Original Title: Why My OpenClaw Sessions Burned 21.5M Tokens in a Day (And What Actually Fixed It)
Original Author: MOSHIII
Translation: Peggy, BlockBeats

Editor’s Note: In the current rapid popularization of Agent applications, many teams have discovered a seemingly abnormal phenomenon: the system runs perfectly fine, but token costs have been continuously rising unknowingly. This article analyzes a real OpenClaw workload and finds that the reasons for cost explosions often do not come from user inputs or model outputs, but from overlooked context cache replay. The model repeatedly reads a massive historical context in each round of calls, resulting in huge token consumption.

The article combines specific session data to demonstrate how tool outputs, browser snapshots, JSON logs, and other large intermediate products are constantly written into historical context and repeatedly read in the agent loop.

Through this case, the author proposes a clear optimization idea: from context structure design, tool output management to compaction mechanism configuration. For developers building Agent systems, this is not only a technical troubleshooting record but also a money-saving strategy.

The following is the original text:

I analyzed a real OpenClaw workload and discovered a pattern that I believe many Agent users would recognize:

Token usage looks very "active"

Responses also appear quite normal

But token consumption suddenly skyrockets

Below are the structural breakdown, root causes, and feasible repair paths from this analysis.

TL;DR

The biggest cost driver is not that user messages are too long. Rather, it's the massive cached prefix being repeatedly replayed.

From session data:

Total tokens: 21,543,714

cacheRead: 17,105,970 (79.40%)

input: 4,345,264 (20.17%)

output: 92,480 (0.43%)

In other words: The cost of most calls is not actually from processing new user intentions, but from repeatedly reading a vast historical context.

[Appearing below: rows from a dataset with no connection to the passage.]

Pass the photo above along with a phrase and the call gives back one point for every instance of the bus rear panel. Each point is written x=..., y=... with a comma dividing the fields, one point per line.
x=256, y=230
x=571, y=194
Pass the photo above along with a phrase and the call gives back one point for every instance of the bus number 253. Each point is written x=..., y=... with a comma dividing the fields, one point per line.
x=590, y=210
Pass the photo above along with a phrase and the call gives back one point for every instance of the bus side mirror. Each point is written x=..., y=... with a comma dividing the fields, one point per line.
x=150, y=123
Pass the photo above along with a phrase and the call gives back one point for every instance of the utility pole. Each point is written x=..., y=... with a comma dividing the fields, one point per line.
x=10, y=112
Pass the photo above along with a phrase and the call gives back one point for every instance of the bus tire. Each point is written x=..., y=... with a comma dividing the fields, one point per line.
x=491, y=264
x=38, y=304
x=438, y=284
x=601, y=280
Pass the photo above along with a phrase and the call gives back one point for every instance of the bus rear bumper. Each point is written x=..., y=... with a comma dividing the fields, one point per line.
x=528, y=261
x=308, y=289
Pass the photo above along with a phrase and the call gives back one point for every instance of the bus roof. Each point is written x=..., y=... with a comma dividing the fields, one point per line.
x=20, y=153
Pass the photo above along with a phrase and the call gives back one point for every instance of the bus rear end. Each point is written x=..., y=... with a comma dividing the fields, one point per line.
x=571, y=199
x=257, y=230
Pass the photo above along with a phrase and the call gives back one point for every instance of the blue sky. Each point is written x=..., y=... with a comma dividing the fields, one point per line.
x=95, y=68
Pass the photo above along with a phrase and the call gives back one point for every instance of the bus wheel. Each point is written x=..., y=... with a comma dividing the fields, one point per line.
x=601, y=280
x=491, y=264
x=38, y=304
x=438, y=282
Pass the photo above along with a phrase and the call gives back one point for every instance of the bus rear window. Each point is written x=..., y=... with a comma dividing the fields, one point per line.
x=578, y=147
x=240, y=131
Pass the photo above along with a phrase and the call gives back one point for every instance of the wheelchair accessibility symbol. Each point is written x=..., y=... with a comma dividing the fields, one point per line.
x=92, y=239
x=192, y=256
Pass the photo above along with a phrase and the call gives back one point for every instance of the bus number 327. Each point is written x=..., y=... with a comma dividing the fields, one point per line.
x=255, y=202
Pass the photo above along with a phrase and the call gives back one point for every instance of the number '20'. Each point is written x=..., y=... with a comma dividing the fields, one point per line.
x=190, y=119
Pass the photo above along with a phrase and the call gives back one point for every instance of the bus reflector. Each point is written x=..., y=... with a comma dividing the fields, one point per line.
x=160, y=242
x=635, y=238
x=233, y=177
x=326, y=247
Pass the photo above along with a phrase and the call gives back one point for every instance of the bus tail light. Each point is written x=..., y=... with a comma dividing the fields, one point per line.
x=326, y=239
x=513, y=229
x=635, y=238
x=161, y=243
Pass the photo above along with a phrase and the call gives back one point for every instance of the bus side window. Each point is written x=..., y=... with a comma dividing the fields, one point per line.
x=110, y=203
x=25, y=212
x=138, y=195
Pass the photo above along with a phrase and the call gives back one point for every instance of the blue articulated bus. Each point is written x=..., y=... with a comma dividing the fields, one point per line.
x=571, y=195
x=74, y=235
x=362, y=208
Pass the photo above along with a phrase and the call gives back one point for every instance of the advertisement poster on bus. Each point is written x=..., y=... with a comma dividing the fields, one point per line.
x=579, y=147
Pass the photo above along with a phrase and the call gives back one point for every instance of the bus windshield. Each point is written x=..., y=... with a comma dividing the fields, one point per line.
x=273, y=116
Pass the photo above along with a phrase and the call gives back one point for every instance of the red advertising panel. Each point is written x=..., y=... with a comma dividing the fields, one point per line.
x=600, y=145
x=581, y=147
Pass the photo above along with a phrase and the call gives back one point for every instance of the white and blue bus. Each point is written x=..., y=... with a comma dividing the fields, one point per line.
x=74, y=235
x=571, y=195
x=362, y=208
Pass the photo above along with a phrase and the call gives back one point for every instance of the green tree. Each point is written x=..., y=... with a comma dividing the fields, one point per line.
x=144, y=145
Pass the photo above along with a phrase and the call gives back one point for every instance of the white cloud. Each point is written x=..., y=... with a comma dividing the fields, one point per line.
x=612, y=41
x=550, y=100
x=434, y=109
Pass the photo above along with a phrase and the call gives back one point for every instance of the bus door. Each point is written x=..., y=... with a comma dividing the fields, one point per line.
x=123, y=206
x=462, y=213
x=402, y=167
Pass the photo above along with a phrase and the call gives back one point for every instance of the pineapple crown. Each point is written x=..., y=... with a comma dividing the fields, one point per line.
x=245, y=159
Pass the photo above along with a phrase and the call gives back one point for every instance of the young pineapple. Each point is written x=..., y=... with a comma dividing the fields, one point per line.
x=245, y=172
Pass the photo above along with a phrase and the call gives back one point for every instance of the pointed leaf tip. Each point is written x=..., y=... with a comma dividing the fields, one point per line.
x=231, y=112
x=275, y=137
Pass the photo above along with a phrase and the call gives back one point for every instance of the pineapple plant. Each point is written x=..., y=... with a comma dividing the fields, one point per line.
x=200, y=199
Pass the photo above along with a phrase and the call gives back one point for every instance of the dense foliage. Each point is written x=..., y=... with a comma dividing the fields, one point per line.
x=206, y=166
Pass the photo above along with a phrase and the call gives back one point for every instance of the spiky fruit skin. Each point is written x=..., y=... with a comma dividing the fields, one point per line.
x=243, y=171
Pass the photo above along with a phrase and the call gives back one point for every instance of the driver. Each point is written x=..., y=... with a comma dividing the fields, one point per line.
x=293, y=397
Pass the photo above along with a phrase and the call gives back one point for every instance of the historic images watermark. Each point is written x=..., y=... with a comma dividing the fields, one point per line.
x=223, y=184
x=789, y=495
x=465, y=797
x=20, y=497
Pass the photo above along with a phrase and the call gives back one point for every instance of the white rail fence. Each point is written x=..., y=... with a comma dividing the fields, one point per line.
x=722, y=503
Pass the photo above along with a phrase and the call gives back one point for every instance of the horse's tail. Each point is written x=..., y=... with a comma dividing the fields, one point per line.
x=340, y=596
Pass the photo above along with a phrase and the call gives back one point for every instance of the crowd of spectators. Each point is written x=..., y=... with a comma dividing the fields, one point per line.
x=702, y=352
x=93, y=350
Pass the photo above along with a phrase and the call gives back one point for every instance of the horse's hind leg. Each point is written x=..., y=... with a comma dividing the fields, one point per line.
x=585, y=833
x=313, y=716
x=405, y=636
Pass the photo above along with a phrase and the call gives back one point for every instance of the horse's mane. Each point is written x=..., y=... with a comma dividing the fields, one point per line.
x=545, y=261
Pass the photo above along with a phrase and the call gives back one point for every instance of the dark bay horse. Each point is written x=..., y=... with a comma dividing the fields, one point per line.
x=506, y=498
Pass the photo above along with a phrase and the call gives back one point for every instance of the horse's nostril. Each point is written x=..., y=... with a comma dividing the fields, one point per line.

"Wait, how could this happen?" moment

I initially thought the high token usage came from: very long user prompts, a large amount of output generation, or expensive tool calls.

But the real dominant pattern is:

input: hundreds to thousands of tokens

cacheRead: 170,000 to 180,000 tokens per call

That is to say, the model is repeatedly reading the same massive stable prefix every round.

Data Scope

I analyzed data from two levels:

1. Runtime logs
2. Session transcripts

It should be noted that:

Runtime logs are primarily used to observe behavior signals (such as restarts, errors, configuration issues)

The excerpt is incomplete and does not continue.